The diagnosis of AL amyloidosis should be considered by a cancer care provider in any patient seen with nephrotic range proteinuria, heart failure with preserved ejection fraction[6], non-diabetic peripheral neuropathy[7], unexplained hepatomegaly[8], or diarrhea. This is much easier to list than it is to recognize in practice. Heart failure with preserved ejection fraction, one of the most common manifestations of AL amyloidosis, can be misdiagnosed because the echocardiogram has nonspecific findings. Wall thickening can be misinterpreted as hypertension with hypertrophy or hypertrophic cardiomyopathy[9]. Although cardiac magnetic resonance imaging with gadolinium can be quite specific, this test is often not ordered unless the diagnosis is suspected[10]. A pseudoinfarction pattern seen on the EKG could be misinterpreted as true ischemic disease. Patients with peripheral neuropathy and a monoclonal gammopathy are frequently misdiagnosed as CIDP (chronic inflammatory demyelinating polyneuropathy)[11]. These patients can undergo months of immunoglobulin infusions or plasma exchange before a diagnostic evaluation for AL amyloidosis is initiated. Monitoring for the physical signs of AL amyloidosis, such as tongue enlargement or periorbital purpura, is not adequate as these are found in only 15% of patients. Although these findings are highly specific for AL amyloidosis, they are very insensitive and their absence should never be used to exclude a diagnosis of AL amyloidosis.

For the cancer provider following patients with MGUS or smoldering multiple myeloma, it is important to keep in mind that these patients are not monitored solely for the development of myeloma. Some develop lymphoma or Waldenström macroglobulinemia, and a small percentage develop light chain amyloidosis[12]. At Mayo Clinic, 9% of all patients seen with a monoclonal gammopathy are ultimately proven to have light chain amyloidosis. Even adjusting for referral bias, 3–4% of all patients with monoclonal proteins seen have light chain amyloid. Furthermore, if a provider does not see one patient with AL amyloidosis for every five patients with multiple myeloma, it is likely the diagnosis is being overlooked[13].

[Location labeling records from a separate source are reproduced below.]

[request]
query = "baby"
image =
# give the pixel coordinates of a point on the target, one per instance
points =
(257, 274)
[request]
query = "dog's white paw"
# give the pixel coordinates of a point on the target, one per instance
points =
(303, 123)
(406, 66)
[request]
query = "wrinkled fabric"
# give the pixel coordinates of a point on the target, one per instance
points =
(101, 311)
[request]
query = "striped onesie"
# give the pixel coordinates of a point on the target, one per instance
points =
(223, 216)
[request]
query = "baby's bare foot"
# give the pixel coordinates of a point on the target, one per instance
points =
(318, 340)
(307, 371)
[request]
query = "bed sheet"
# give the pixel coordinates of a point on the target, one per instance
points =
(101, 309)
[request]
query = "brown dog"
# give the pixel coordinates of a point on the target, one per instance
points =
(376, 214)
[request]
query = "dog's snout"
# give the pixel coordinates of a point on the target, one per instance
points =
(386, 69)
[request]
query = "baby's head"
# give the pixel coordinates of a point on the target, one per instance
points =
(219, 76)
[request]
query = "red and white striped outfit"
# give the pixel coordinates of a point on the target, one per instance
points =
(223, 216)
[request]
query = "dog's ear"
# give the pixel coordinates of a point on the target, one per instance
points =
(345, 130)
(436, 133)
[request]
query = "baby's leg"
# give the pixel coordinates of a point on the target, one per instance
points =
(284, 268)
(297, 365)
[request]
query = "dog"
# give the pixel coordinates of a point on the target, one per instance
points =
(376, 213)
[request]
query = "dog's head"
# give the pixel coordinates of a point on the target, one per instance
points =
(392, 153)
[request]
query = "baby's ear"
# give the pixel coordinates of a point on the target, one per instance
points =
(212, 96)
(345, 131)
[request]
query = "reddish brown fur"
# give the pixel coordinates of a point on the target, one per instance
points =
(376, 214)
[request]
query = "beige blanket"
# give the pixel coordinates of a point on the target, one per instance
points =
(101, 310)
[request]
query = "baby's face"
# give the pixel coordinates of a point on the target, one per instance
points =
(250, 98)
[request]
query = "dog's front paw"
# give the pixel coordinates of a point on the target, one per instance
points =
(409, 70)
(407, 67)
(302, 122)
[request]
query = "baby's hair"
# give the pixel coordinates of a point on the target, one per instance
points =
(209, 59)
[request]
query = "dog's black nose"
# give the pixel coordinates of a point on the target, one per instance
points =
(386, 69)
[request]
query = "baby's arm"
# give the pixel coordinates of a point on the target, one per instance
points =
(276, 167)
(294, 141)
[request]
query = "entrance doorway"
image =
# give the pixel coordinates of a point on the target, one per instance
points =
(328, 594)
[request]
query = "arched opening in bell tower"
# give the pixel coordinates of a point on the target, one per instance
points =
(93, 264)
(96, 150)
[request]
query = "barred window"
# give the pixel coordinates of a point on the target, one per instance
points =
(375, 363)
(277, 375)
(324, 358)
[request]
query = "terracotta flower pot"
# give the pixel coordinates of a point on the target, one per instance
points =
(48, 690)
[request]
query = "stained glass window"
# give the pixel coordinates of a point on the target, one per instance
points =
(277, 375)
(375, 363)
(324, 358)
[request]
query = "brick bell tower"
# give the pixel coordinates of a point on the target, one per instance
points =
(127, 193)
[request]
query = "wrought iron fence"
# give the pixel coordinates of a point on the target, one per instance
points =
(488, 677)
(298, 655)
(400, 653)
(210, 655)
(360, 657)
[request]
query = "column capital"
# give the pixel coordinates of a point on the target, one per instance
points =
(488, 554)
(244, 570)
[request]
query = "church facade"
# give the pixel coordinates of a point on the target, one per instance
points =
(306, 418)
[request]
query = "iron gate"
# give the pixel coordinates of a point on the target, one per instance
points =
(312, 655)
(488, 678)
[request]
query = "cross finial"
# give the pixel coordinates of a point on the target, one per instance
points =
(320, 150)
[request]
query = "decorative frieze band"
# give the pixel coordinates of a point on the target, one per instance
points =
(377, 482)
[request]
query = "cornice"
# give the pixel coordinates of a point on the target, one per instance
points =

Evidence that delays in diagnosis have not, as yet, been overcome is reflected by early mortality statistics for newly diagnosed AL amyloidosis patients at Mayo Clinic[14]. Nearly 20% of patients succumb to the disease within 6 months of diagnosis, and this statistic has shown no improvement in 40 years, suggesting, as in patient 1, that patients who are diagnosed at an advanced state cannot be helped despite major advances in therapy for this disease.

An online survey from the Amyloid Research Consortium indicates that 37% of patients are diagnosed over one year from the onset of initial symptoms with a median of three physician visits before a diagnosis is established. Cancer care providers constitute 34% of the specialists that are diagnosing this disorder, far greater than nephrologists, cardiologists, and gastroenterologists[15].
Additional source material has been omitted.